Growing up as a first generation immigrant in Canada the concept of home was a foreign one to me – I could not make sense of whether I belonged in the country that gave birth to my native culture, language and family or the one that now housed me and provided endless opportunities. With each year that passed I experienced a greater dissonance in relating to either culture. It wasn’t until I learned of John Berry’s acculturation model that I finally felt content with my cultural identity.
During my time in Dharamsala I began to wonder if the Tibetan refugees experienced the same inner conflicts in identifying between their Tibetan culture and their now-Indian homes. That was when we posed the question to the students: What is the difference between a house and a home. Their answers unanimously and succinctly differentiated between a house and a home: “Physically I am in India. But, my heart is in Tibet. This is a house. In Tibet we have our homes. Here in India we don’t have homes, only houses. Sometimes India reminds me of a home…but it’s not”. I could see my own struggle within these students, I immediately identified with their yearning for a home. What then delineates a home? And how come they felt so astray in a land adjacent to their own?
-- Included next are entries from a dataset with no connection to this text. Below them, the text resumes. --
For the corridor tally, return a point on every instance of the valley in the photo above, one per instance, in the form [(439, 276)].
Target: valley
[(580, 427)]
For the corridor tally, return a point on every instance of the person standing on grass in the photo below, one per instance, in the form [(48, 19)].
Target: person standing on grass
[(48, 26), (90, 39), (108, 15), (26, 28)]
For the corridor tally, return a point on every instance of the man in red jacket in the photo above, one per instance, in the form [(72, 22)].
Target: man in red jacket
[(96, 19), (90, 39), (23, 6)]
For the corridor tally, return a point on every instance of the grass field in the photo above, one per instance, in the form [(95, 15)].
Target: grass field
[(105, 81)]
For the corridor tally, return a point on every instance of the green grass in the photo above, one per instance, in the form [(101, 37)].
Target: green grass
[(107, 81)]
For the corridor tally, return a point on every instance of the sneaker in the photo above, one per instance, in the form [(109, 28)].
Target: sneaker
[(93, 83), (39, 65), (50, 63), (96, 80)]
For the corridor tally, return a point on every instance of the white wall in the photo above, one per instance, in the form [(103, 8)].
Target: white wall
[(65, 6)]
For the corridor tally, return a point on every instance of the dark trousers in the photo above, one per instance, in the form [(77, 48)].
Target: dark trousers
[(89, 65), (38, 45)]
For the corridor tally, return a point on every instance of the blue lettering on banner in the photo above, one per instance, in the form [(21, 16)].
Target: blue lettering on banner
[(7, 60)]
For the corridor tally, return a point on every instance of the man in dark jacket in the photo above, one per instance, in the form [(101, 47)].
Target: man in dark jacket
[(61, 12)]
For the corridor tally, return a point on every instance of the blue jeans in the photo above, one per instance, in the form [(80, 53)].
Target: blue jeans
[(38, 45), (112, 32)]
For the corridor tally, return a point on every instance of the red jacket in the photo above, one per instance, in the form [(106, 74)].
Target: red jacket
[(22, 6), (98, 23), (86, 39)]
As the conversation progressed a vibrant and powerful nationalism permeated their answers. They stated that a home not only houses families but also memories – and their memories are in Tibet. The importance of planting roots and creating memories was a primary pillar in differentiating between a house and a home. Despite cultural genocide, Chinese influence & occupation and an ever present fear of spies Tibetan refugees still consider Tibet their home. Historically, Tibet was a nomadic society and much of the population continues to abide by the nomadic lifestyle even today and I wondered if this would impact their identity or concept of self. Yet, even the nomads passionately exclaimed that Tibet was and continues to be their home. I was enthralled at how firmly planted their perception of home was – even Indian-born Tibetans refer to Tibet as their home despite never having been there.
What then leads to the formation of a home, to the longing and yearning for a specific district, region or vicinity? I wondered why the Tibetans didn’t feel at home in India – and the unfortunate reality is that racial tension and discrimination pervade Indian-Tibetan relations on both subtle and deliberate levels. Stories of being ignored and relegated in society saturated the conversation: one student spoke of how police targeted him on the street, demanded his refugee status card, tore it into pieces and then fined him for not having proper identification. Another spoke of how Tibetan establishments have a way of being vandalized and even set ablaze. While these overt demonstrations of discrimination are less common, more clandestine discrimination manifests itself in everyday Tibetan-Indian relations.
By emphasizing the similarities between cultures and taking a stand against racism, both covert and blatant, we can encourage more harmonious, amicable and cordial relationships between cultures resulting in Tibetans no longer feeling like strangers in the country that houses them until they can return home to a free Tibet.